Figure 1: (a) Pre-operative x-ray of a 30-year-old professional athlete with significant pincer and cam deformities consistent with FAI; (b) post-operative x-ray following resection of bony abnoralities
Figure 2: (a) labral tear; (b) labral repair
Early and accurate recognition
Athletes with early stages of FAI are more likely to have a better outcome than those with more extensive articular cartilage delamination or exposed bone. Our results clearly indicate that athletes who present with symptoms of FAI for longer than two years (although still expecting significant improvement in pain and function) will have a statistically significant decrease in overall success compared to those treated with symptoms for less than two years; a worrying statistic which is supported by other international researchers. This reinforces the importance of early diagnosis and appropriate surgical correction to avoid poorer outcome and irreversible damage, leading to osteoarthritis and total hip replacement.
Healthcare professionals, including GPs and physiotherapists, are becoming more familiar with the classical signs and symptoms of underlying hip pathology, leading to earlier diagnosis and intervention, with better outcomes for the athlete. With an increased awareness of typical warning signs and the acceptance that ongoing hip pain and stiffness are not normal by-products of a good training session, further injury, misdiagnosis and the potential for further degeneration can be avoided with the underlying problem surgically corrected.

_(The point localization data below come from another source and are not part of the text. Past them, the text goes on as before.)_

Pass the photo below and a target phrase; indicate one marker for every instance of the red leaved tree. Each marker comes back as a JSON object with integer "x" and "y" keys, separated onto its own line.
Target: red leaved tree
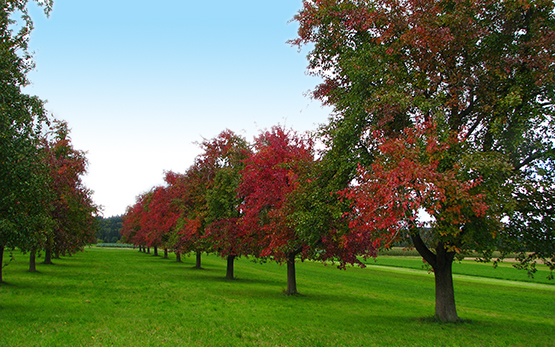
{"x": 72, "y": 208}
{"x": 413, "y": 176}
{"x": 271, "y": 175}
{"x": 224, "y": 156}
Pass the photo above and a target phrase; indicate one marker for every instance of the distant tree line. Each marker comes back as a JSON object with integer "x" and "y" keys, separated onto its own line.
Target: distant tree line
{"x": 109, "y": 229}
{"x": 441, "y": 109}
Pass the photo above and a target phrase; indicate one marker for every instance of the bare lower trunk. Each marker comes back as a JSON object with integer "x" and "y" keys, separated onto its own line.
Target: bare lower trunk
{"x": 1, "y": 262}
{"x": 198, "y": 261}
{"x": 230, "y": 262}
{"x": 442, "y": 263}
{"x": 33, "y": 261}
{"x": 48, "y": 256}
{"x": 446, "y": 310}
{"x": 291, "y": 277}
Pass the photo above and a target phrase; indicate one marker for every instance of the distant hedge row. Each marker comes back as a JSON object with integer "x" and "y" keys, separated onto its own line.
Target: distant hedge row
{"x": 115, "y": 245}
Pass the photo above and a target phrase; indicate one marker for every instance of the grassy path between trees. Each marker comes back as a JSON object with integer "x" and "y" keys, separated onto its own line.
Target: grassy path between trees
{"x": 120, "y": 297}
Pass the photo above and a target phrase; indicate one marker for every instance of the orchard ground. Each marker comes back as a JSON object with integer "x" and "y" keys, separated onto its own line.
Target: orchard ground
{"x": 120, "y": 297}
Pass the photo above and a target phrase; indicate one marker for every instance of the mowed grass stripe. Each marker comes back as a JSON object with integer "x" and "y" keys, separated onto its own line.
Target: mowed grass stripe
{"x": 106, "y": 297}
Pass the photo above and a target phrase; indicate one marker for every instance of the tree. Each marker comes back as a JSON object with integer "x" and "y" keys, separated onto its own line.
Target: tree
{"x": 72, "y": 207}
{"x": 191, "y": 225}
{"x": 481, "y": 72}
{"x": 23, "y": 177}
{"x": 109, "y": 229}
{"x": 225, "y": 155}
{"x": 267, "y": 187}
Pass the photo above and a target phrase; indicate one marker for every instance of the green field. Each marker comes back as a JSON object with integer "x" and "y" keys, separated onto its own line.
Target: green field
{"x": 120, "y": 297}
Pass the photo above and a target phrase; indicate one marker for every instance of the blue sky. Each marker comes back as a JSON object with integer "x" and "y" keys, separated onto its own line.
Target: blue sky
{"x": 139, "y": 82}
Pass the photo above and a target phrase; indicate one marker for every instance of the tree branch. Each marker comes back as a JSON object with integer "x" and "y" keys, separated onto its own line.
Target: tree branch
{"x": 422, "y": 248}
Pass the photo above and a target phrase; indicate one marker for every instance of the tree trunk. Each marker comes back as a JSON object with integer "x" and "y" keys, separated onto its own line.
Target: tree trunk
{"x": 230, "y": 261}
{"x": 48, "y": 256}
{"x": 198, "y": 262}
{"x": 291, "y": 278}
{"x": 442, "y": 263}
{"x": 1, "y": 262}
{"x": 33, "y": 261}
{"x": 446, "y": 310}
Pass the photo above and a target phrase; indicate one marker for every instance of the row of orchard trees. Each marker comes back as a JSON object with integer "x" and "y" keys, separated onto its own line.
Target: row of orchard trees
{"x": 238, "y": 200}
{"x": 44, "y": 205}
{"x": 443, "y": 132}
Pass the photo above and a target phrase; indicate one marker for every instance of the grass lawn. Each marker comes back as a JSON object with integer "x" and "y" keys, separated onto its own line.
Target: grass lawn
{"x": 120, "y": 297}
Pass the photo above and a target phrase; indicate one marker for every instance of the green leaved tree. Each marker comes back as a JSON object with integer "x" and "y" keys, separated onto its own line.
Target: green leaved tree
{"x": 479, "y": 72}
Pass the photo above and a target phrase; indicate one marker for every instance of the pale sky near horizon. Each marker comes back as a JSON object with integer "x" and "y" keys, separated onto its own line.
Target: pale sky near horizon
{"x": 139, "y": 82}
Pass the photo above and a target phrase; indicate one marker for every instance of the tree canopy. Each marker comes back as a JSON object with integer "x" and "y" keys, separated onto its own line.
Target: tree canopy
{"x": 445, "y": 107}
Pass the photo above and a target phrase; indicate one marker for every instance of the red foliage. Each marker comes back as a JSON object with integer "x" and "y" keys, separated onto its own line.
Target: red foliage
{"x": 411, "y": 175}
{"x": 270, "y": 177}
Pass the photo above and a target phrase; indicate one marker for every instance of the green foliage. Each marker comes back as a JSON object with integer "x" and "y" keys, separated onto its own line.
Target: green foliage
{"x": 121, "y": 297}
{"x": 24, "y": 178}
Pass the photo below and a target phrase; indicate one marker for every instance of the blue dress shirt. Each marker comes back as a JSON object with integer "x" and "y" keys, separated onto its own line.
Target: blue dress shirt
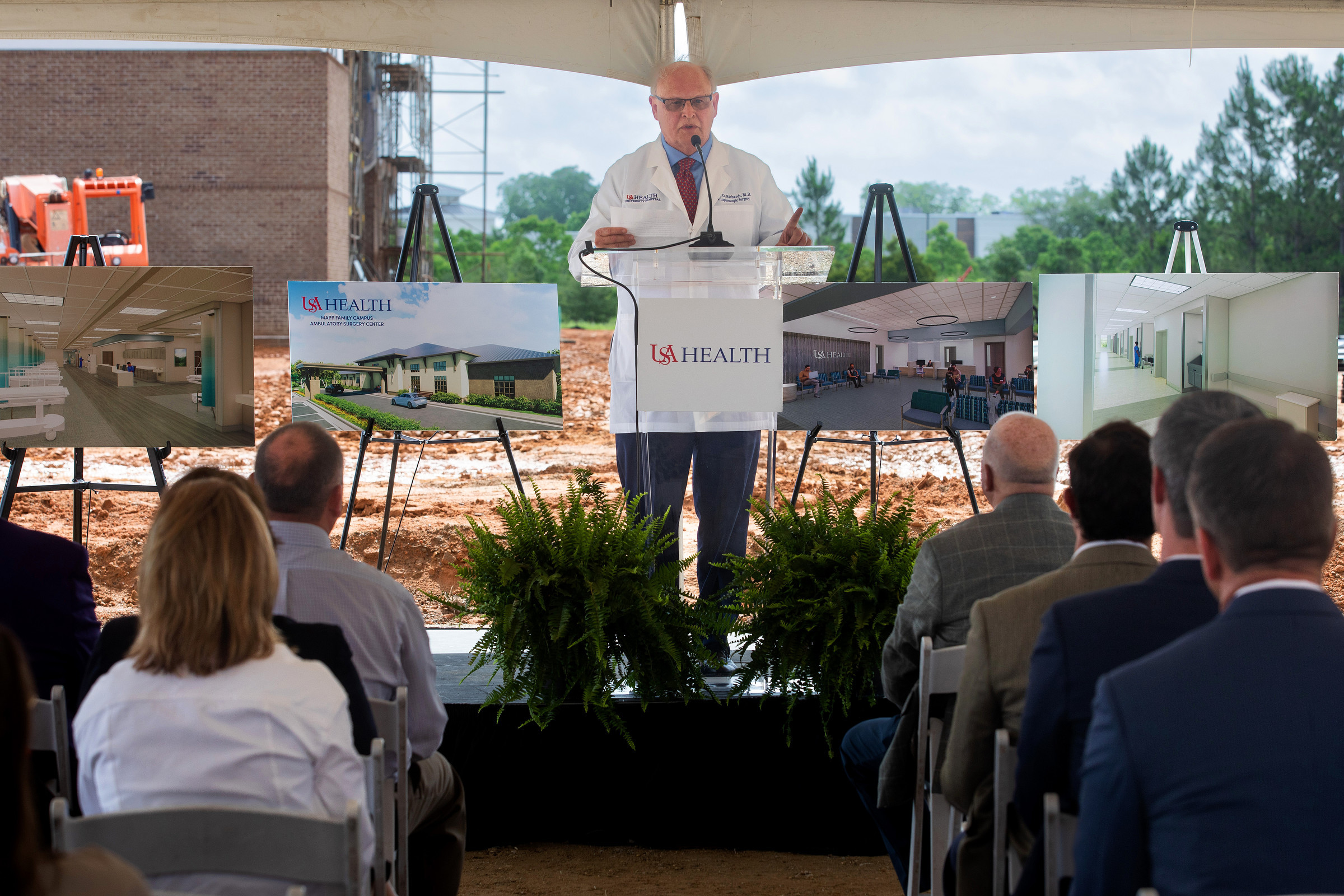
{"x": 675, "y": 156}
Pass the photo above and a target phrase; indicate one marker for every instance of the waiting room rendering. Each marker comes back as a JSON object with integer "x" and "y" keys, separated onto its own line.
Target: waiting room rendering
{"x": 1151, "y": 338}
{"x": 917, "y": 358}
{"x": 127, "y": 356}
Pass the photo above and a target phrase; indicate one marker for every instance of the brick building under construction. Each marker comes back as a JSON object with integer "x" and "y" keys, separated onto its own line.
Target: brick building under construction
{"x": 257, "y": 157}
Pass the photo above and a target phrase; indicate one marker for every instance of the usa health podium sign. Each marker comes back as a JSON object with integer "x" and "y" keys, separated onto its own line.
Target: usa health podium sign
{"x": 710, "y": 355}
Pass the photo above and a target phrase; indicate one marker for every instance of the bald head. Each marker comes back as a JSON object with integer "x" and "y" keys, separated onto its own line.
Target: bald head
{"x": 1020, "y": 454}
{"x": 297, "y": 468}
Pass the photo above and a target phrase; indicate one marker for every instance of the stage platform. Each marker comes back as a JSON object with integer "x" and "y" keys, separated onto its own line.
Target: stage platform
{"x": 694, "y": 766}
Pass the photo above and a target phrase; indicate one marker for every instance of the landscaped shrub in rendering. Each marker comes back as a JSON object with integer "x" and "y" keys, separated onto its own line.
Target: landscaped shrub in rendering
{"x": 530, "y": 405}
{"x": 382, "y": 419}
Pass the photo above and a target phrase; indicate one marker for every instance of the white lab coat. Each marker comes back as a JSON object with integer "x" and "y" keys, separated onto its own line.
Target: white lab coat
{"x": 749, "y": 209}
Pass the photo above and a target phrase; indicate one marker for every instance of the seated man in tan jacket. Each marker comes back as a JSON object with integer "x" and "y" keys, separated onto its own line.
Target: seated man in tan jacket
{"x": 1109, "y": 473}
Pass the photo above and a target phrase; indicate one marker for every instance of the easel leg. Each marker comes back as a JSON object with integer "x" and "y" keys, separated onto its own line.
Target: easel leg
{"x": 11, "y": 483}
{"x": 78, "y": 497}
{"x": 354, "y": 487}
{"x": 769, "y": 468}
{"x": 872, "y": 468}
{"x": 508, "y": 453}
{"x": 388, "y": 506}
{"x": 156, "y": 465}
{"x": 803, "y": 464}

The age-old, misleading ‘no pain, no gain’ ethos held by many budding young athletes needs to be re-evaluated. Training and coaching should be orientated to maintain player welfare, both psychosocial and physical, with holistic training regimes in place to prevent injury risk factors. The expectations of and training regimes executed at a senior level should not be transferred among younger emerging athletes. While there is an increased emphasis on competitive success in our young athletes, the associated high-intensity training to achieve and maintain this ‘winning status’ often compromises the very same.
The participation in high-level competitive impact sports is commonly associated with an increased risk of future osteoarthritis; the classic symptoms and clinical signs of FAI not only act as an important ‘early warning’ sign, but present an opportunity to surgically correct the deformities and repair damage structures to delay or prevent further deterioration and the requirement of premature hip replacement.